The question is why? What is the point?
I have been thinking about this Victo and all I can think is who came up with conversion therapy in the first place, who runs it - my bet is that it is married GID men. they are scratching their own itch.
Last edited by lily (February 24, 2022 4:54 pm)
Posted by walkbymyself February 25, 2022 4:48 pm | #12 |
Ugh, entitlement is exactly what my husband specialized in. Before I knew he was gay (or as he called it, bi), I remember him talking about a discussion of the issue on the radio, and how unfair it was to women to be stuck marrying gay men. So why did he think it was okay to marry me? I suspect he placated what little conscience he had by insisting he was "bi", not "gay", but ultimately whatever dictionary you decide to choose -- he was satisfying his "need" for men for two decades but never once seemed to feel any particular "need" for women.

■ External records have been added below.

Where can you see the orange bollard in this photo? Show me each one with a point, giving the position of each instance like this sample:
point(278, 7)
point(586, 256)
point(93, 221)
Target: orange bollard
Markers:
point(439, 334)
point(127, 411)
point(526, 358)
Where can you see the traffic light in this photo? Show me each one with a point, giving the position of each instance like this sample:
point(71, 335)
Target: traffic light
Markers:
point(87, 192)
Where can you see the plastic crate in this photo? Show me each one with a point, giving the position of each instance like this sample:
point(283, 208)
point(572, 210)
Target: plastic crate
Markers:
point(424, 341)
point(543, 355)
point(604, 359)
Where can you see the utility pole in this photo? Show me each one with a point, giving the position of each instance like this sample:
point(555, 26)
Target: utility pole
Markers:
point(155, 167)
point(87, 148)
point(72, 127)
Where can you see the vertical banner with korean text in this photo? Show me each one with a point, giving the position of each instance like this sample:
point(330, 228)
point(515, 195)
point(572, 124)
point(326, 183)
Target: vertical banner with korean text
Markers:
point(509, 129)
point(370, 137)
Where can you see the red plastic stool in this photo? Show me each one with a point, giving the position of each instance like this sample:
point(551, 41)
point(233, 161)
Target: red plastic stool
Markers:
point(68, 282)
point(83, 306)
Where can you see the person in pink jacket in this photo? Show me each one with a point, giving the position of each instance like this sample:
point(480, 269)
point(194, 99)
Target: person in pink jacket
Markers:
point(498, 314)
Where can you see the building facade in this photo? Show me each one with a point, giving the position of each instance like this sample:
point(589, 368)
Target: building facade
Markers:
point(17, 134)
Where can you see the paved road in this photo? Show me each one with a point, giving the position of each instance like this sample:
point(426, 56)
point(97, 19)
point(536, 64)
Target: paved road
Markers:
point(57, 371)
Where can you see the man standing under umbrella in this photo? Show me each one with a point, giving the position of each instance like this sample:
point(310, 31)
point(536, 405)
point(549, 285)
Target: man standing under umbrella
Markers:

As I'd written in "our stories", his response to the suggestion that he should have been faithful to me was "but how would that be fair to meeeeee?" As if cheating with men really was an entitlement.
He came out of the divorce with three or four times as much as I got -- but I know for a fact it won't be enough. He'll be sulking that I even got this one-bedroom apartment. In his mind, he deserved 100% and I deserved 0%.
Posted by lily February 26, 2022 1:38 pm | #13 |
yes, the sense of entitlement is staggering isn't it. I still can't wrap my head round it.
They're such fakes.
I remember sitting at the table on the verandah, we'd just had breakfast and were still sitting there and I looked over at him and this image rose in my mind of my future sitting at that table with him, it was grey and dismal to appalling - like he'd be making cigarette burns on my arm just in an attempt to amuse himself. And yet everyone thinks he's so nice!
Including me back then. Why didn't I run, I think maybe it is a loss of self worth that happened so quickly I didn't even notice it had happened until I left and it improved so quickly.
Posted by LMM March 18, 2022 8:01 am | #14 |
My husband received years of conversion therapy because he grew up on a missionary compound overseas and the Exodus Int’l folks arranged visits there to “save” missionary kids. Then he found a therapist for this back in the states. We went to a counseling graduate school in a seminary, where they taught us conversion therapy principles. I remember many of the case studies being people who thought they were gay, but our professors brought them back to the truth and restored their marriages.
So I heard the principles of this horrible stuff my whole life. It was included in youth retreats, sermons, Christian magazines and books. I was t allowed to have secular media, but they made me afraid to be deceived by that side.
It’s such a deep, dark system and Christian kids are brainwashed by it. As adults they can get out if they first doubt the church teachings about other things. But this will never be the first to go! We’re taught that even thinking a church teaching is wrong can send us to hell for rebellion. God knows our thoughts. It’s almost impossible to see that being gay isn’t evil when you’re in that system. They always say it’s the same as being a pedophile, an unnatural attraction that will be punished for eternity.
Posted by lily March 18, 2022 11:12 pm | #15 |
yes that sounds appalling and from such a young age - I can see why you wanted to give him a chance to see if he could be nice in his treatment of you now that he was getting therapy.
Personally from what I have seen, even though it might start out all romance and flowers, married gay in denial men are not kind to their wives - I think maybe they can't stand the feel of the sexuality of a straight woman attached to them.